Pesidente da Coppe UFRJ Suzana Khan
Pesidente da Coppe UFRJ Suzana Khan — Foto: Hermes de Paula / Agência O globo

Integrante do Grupo Estratégico da Coalizão Brasil Clima, Florestas e Agricultura, a diretora do Coppe, Suzana Kahn, sugere para as cidades a pavimentação de pisos intertravados, para que a água se infiltre e amenize as enchentes. Também defende a criação de centros estaduais de planejamento e execução de obras de prevenção.

O sistema de contenção de águas de Porto Alegre falhou. O que a senhora propõe para que o mecanismo seja mais seguro?

O que faltou em Porto Alegre e que precisa ser corrigido é a falta de manutenção. Esse tipo de evento climático extremo vai se tornar cada vez mais rotineiro. É fundamental que o sistema de contenção seja sempre verificado, assim como os extintores de incêndio são verificados periodicamente em prédios. Além disso, é importante que seja feita a instalação de uma rede elétrica subterrânea, isolada das águas para que não haja queda de energia, o que impede o funcionamento das bombas d’água.

Quais medidas urbanas que podem ser eficazes para conter a força das águas nas ruas?

A instalação de pavimentação de pisos intertravados possibilita que a água se infiltre, percolando pelo solo. Esse tipo de piso deveria compor a pavimentação não só de calçadas, mas de ruas, rodovias e lugares com tráfego mais pesado. Nas calçadas, é possível deixar entre os blocos um pouco de terra com grama, blocos de concreto com grama. Como faz muito calor no Brasil, esse material precisa ser escolhido com cuidado, pois os blocos vão se expandir com as altas temperaturas.

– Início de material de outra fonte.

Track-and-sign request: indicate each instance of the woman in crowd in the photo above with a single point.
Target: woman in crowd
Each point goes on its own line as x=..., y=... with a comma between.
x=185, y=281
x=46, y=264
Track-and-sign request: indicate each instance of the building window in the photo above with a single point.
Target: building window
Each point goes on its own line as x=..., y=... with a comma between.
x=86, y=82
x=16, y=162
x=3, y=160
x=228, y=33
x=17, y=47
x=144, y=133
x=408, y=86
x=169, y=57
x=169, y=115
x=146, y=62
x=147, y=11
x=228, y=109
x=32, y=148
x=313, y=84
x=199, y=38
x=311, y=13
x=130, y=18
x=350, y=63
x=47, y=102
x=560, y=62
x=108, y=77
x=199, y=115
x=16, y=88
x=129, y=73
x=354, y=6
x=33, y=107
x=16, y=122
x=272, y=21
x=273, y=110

No Rio e em São Paulo foram construídas galerias que atuam como reservatórios em épocas de chuvas. Há algum sistema parecido em Porto Alegre? Esses “piscinões” seriam eficazes no Rio Grande do Sul?

Não existe esse tipo de instalação em Porto Alegre. Acredito que uma estratégia importante, na verdade, seja a criação de parques lineares, áreas de natureza construídas paralelamente aos cursos de água, como rios e córregos. A vegetação e a parede natural resistem melhor às cheias. O que ocorre em áreas urbanas é que a cidade vai crescendo, o leito dos rios vai sendo alterado e essas áreas verdes removidas. Esses cursos d’água precisam estar ocupados por parques, manguezais e áreas de várzea.

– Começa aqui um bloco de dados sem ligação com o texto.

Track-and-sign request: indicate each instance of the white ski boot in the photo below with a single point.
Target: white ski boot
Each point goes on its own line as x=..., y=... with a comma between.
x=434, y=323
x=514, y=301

O que é possível aprimorar, administrativamente, para que cidades possam lidar com eventos climáticos severos?

Quando acontece algo assim você tem o deslocamento da Defesa Civil estadual para lidar com as emergências, mas é necessária a criação de uma organização de pessoas e equipes que projete e execute obras de prevenção contra eventos climáticos. Não só enchentes, mas secas e outros fenômenos naturais agravados pelas mudanças climáticas. Não tem sentido cidades pequenas terem esse tipo de estrutura. Um centro de coordenação estadual faria mais sentido. Além disso, no Brasil, temos institutos importantíssimos como o Centro Nacional de Monitoramento e Alertas de Desastres Naturais (Cemaden). Ele é fundamental na criação de alertas em emergências, mas falta uma interface com a população, como faz o Centro de Operações Rio (COR), no Rio. Não adianta ter o alerta sem combinar com o alertado.

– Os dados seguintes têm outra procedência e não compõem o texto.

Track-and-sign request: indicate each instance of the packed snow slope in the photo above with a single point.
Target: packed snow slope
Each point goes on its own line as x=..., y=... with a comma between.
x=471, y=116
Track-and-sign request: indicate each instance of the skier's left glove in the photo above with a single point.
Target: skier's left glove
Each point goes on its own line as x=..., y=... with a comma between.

As cidades do país não dispõem de profissionais capazes de elaborar e realizar projetos que possam evitar e mitigar danos?

As prefeituras não necessariamente têm essa capacitação técnica. Até hoje tem recurso retido na Caixa Econômica Federal voltado às tragédias causadas pelas chuvas na Região Serrana do Rio em 2011. Não foi gasto pois não tem projeto, nem técnicos. Precisamos encerrar essa negligência da administração pública no Brasil. Esses eventos climáticos não são mais acontecimentos esporádicos.